In simple regression or classification problems, we cannot train a parametric model in a way that the fitted model minimizes the out-of-sample prediction error. We could (and did) fit the parametric models manually by adding or removing predictors and their interactions and polynomials. As we have seen in earlier chapters, by dropping a variable in a regression, for example, it is possible to reduce the variance at the cost of a negligible increase in bias.

In fitting the predictive model, some of the variables used in a multiple regression model may not be well associated with the response. Keeping those “irrelevant” variables often leads to unnecessary complexity in the resulting model. Regularization or penalization is an alternative and automated fitting procedure that refers to a process that removes irrelevant variables or shrinks the magnitude of their parameters, which can yield better prediction accuracy and model interpretability by preventing overfitting.

There are several types of regularization techniques that can be used in parametric models. Each of these techniques adds a different type of penalty term to the objective function and can be used in different situations depending on the characteristics of the data and the desired properties of the model. Two methods, Ridge and Lasso, are two of well-known benchmark techniques that reduce the model complexity and prevent overfitting resulting from simple linear regression.

The general principle in penalization can be shown as

\[ \widehat{m}_\lambda(\boldsymbol{x})=\operatorname{argmin}\left\{\sum_{i=1}^n \underbrace{\mathcal{L}\left(y_i, m(\boldsymbol{x})\right)}_{\text {loss function }}+\underbrace{\lambda\|m\|_{\ell_q}}_{\text {penalization }}\right\} \]

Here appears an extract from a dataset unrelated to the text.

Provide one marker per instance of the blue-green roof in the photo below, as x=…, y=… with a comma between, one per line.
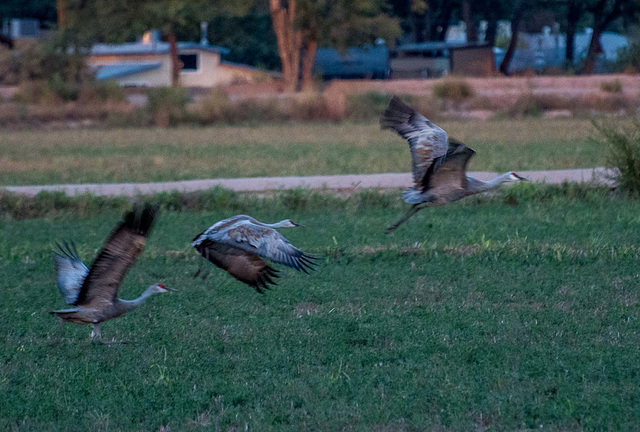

where \(\mathcal{L}\) could be conditional mean, quantiles, expectiles, \(m\) could be linear, logit, splines, tree-based models, neural networks. The penalization, \(\ell_q\), could be lasso (\(\ell_1\)) or ridge (\(\ell_2\)). And, \(\lambda\) regulates overfitting that can be determined by cross-validation or other methods. It puts a price to pay for a having more flexible model:

\(\lambda\rightarrow0\): it interpolates data, low bias, high variance
\(\lambda\rightarrow\infty\): linear model high bias, low variance

There are two fundamental goals in statistical learning: achieving a high prediction accuracy and identifying relevant predictors. The second objective, variable selection, is particularly important when there is a true sparsity in the underlying model. By their nature, penalized parametric models are not well-performing tools for prediction. But, they provide important tools for model selection specially when \(p>N\) and the true model is sparse. This section starts with two major models in regularized regressions, Ridge and Lasso, and develops an idea on sparse statistical modelling with Adaptive Lasso.

Although there are many sources on the subject, perhaps the most fundamental one is Statistical Learning with Sparsity by Hastie et al. (2015).